Rod is some kind of half-breed wolf, with Dark Claw and Snow Paw representing darkness and light, with Rod being somewhere between them. Lord Malice, the vampire in charge of the dark covenant is trying to turn Jen into his love through illusions and mind control. He has a soft spot for her for some strange reason. Why is Black Claw following orders from Malice? Issues 4 and 5 explore the characters in the book and make them people. No one is entirely black and white, and in spite of the names, there is a touch of humanity to each character. So far, Night Wolf feels like an old-school comic book and would make an excellent urban fantasy.

Rob Multari tells a good yarn. He knows when to play into what you expect in the genre and play into it and out. Each issue is better than the last, and all of the characters in the series have likability, their own voices, and humanity. I appreciate the effort Rob made with this as separate voices are hard to do. My favorite character so far is Snow Paw. She steals every scene she’s in. Looking forward to her own series when it happens.

The art team is overall consistent. Carlos Herrara has become the illustrator that sets the tone with the series. While the other artists are good at their job, Herrara sets the tone. I love how he’s able to do monsters and human beings the same way. He’s able to do young and innocent and dark and malicious in the same issue and does a fantastic. Credit to everyone as well. Cat Melvin is a great colorist and sets the tone for the series perfectly, capturing the lighter moments and darker moments with a quiet intensity.

This is a solid werewolf urban fantasy that is increasing in complexity with each and every issue. It’s a fun read, violent and entertaining. What more could you ask for?

 

The Business

So many milestones. My podcast has broken 650 episodes. I want to thank each of you that has taken the time to listen over the years. I appreciate all of you.
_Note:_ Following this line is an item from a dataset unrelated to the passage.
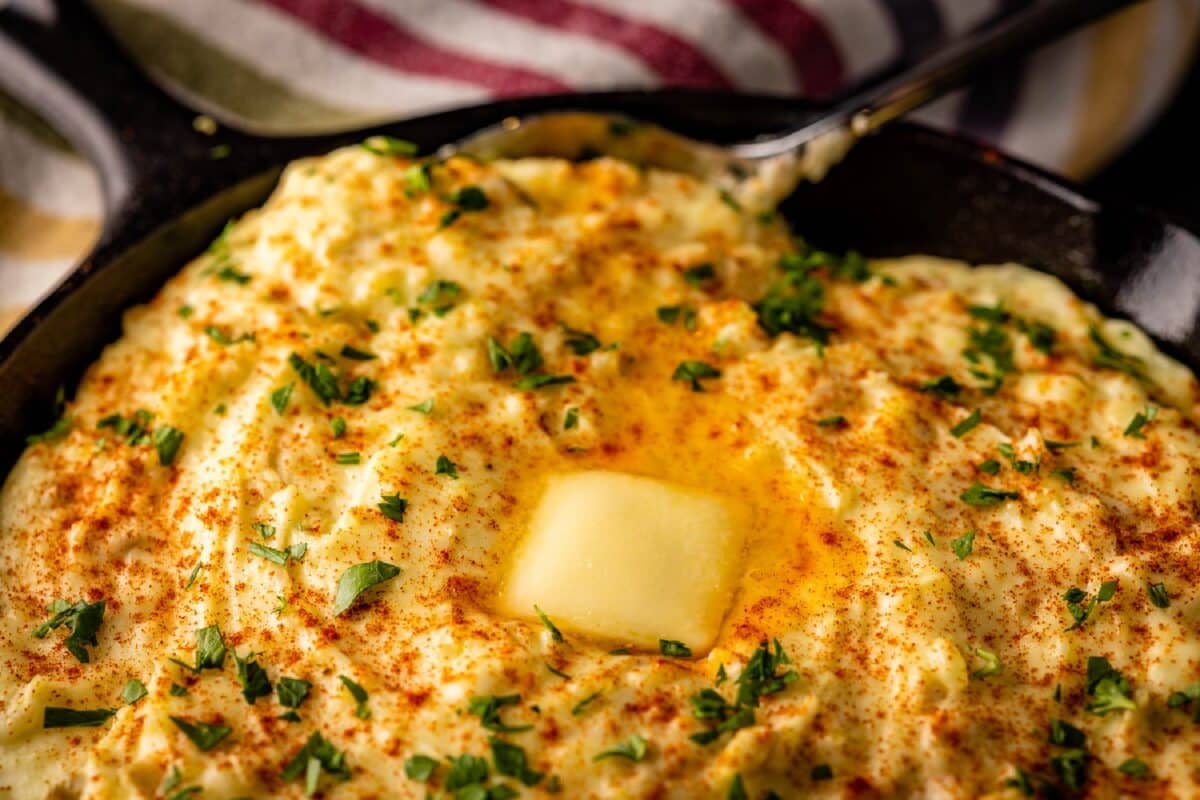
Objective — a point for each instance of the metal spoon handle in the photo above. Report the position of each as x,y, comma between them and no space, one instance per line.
949,67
I also want to thank First Comics News. I’ve been doing reviews for three years and I appreciate it. I’ve been able to read great books and speak my opinion to each of you. Thank you First Comics.

Finally, my next book, Alice Won is coming on Dec. 1st. You can read about it here.  Beyond that, it’s been an interesting time. Lots of things are happening in my freelance career. I hope to be able to keep doing these every two weeks. Until next time, be good to each other. I’ll be back to talk about another great book sooner than last time.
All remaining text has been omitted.